Naquele dia, já em casa, chorei muito. Aquela humilhação sem sentido proporcionou-me (inconscientemente) traçar os rumos de meu futuro. Hoje compreendo a preocupação de Jane Mamãe, mas nunca compreendi o desleixo dela em relação aos pequeninos afazeres de um lar, tais como fazer o café da manhã para a família, passar a roupa dos filhos ainda pequenos e do marido, et cetera. Apesar do dinheiro mensal de Antoinzinho Papai não ter sido lá essas coisas, Jane Mamãe nunca trabalhou fora. Quem suava no trabalho pesado e tocava nas festas para ganhar dinheiro (e trabalhava em casa, compensando o alheamento de Jane Mamãe) era Papai. Não quero que você, meu passageiro leitor!, pense que eu seja apologista da mulher-escrava-do-lar. Sou a favor da liberdade da mulher, mas da liberdade consciente. Durante a minha vida toda, lutei por essa tal liberdade. Minha queixa de Jane Mamãe é muito simples: ela não fazia nada, não trabalhava em casa nem fora de casa, apenas dormia e comia, e brigava com as vizinhas, e só cozinhava as refeições da casa inspirada pelo seu próprio estômago.

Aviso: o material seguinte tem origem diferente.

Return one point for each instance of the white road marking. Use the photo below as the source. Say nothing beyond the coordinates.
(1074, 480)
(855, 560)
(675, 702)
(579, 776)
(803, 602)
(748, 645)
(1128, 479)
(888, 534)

Na Escola, o caso da marmita gerou risos durante muito tempo, mas serviu para que eu ganhasse o afeto da Professora (graças a Deus!), que depositou em mim sua atenção permanente. D. Clara (nome fictício) transformou-me em aluna-modelo. Foi a partir dessa particular atenção que comecei a interessar-me pelos estudos, principalmente, por Literatura e História. Eu não saía da biblioteca de nosso Clube de Leitura Vovô Felício. Adorava ler aquelas histórias fascinantes de Júlio Verne, as viagens extraordinárias de marinheiros corajosos, que saíam em busca de novas terras e muitas aventuras. Decorava todas as poesias dos poetas românticos, parnasianos e simbolistas e recitava-as nas grandes ocasiões, nas festividades escolares. Passei a viver em um mundo diferente, por intermédio dos livros, crescendo intelectualmente através daquelas palavras, e firmemente desejosa de fazer desse mundo irreal uma realidade.